Our faces were so close together I could feel the heat of his rage.
“Patience,” I said, “and you’ll have your kills.”
Furious, he pulled away. “All right, then,” he agreed. “But when we locate The Sage, you’re going to help me take Prins. Got that?”
We spat and shook. The volcano had erupted but seemed to settle, and we made our way to Prins’s plantation. So, we would have to break in after all. How’s about that for being made to eat your words?
On a short hill overlooking the sugar plantation, we found a platform and sat awhile. I watched the work below. The male slaves sang sadly as they hacked at cane, the constant rustle of which seemed to float on the breeze, and the women stumbled past, bent double beneath heavy baskets of sugar harvest.
Adewalé had told me about life on a plantation, how when the cane was cut and harvested it was run between two metal rollers, and how it was common for a man’s arm to be dragged into the rollers. When that happened, the only way “to separate the man from his plight” was to hack off the arm. He told of how after collecting the sugar juice it was time to boil away the waters from the sugar and how the boiling sugar would stick like bird-lime and burn on, leaving a terrible scar. “I had friends lose eyes,” he said, “and fingers, and arms. And being slaves, you can believe that we never heard a word of praise, nor an apology of any kind.”

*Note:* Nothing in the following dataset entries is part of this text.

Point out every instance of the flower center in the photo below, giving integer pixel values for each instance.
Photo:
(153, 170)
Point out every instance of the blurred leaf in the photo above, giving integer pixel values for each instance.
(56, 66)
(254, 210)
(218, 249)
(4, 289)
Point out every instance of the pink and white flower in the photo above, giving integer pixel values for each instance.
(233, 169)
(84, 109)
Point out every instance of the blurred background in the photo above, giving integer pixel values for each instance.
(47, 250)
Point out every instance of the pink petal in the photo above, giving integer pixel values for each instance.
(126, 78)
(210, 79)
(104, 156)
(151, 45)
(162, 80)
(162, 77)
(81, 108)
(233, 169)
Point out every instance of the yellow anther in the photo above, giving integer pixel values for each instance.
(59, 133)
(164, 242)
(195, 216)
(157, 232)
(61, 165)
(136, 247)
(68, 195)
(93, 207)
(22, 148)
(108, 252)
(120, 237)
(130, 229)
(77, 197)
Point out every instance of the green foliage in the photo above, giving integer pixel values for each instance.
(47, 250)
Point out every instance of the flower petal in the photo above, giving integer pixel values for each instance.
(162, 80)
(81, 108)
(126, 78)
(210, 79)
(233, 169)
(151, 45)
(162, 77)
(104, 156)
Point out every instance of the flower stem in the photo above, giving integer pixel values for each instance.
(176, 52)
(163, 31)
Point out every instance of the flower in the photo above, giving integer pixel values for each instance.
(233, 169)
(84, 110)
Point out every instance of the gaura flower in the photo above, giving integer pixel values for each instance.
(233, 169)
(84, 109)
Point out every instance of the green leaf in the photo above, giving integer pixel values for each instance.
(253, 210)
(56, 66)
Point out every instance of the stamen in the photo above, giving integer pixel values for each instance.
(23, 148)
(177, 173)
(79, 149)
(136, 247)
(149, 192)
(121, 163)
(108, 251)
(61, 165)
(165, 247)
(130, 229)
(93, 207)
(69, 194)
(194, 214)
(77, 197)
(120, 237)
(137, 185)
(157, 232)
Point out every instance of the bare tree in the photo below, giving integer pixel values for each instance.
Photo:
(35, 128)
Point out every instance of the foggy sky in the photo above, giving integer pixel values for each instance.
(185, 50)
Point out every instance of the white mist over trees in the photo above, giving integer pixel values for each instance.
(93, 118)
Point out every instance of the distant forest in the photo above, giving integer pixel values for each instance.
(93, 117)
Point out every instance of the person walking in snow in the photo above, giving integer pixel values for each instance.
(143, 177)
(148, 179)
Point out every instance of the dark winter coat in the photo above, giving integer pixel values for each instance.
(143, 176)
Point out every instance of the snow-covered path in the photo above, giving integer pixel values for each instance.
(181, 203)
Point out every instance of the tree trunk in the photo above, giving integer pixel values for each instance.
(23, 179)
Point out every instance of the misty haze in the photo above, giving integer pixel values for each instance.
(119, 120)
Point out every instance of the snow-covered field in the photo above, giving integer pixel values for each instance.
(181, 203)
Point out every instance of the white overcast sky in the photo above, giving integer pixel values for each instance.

I thought of something else he’d told me: “With this skin and with this voice, where can I go in the world and feel at ease?”
Men like Prins, I realized, were the architects of misery for his people, their ideology the opposite of everything I believed in and everything we stood for at Nassau. We believed in life and liberty. Not this . . . subjugation. This torture. This slow death.
My fists clenched.
Kidd took a pipe from his pocket and smoked a little as we observed the comings and goings below us.
“There are guards patrolling that property from end to end,” he said. “Looks to me like they use the bells to signal trouble. See? There.”
“We’ll want to disable those before pushing too far,” I said thoughtfully.
From the corner of my eye I saw something odd. Kidd licking his thumbs then pressing it into the bowl of his pipe to put it out. Well, that wasn’t odd, but what he did next was odd. He began dabbing his thumb in the bowl and rubbing ash on his eyelids.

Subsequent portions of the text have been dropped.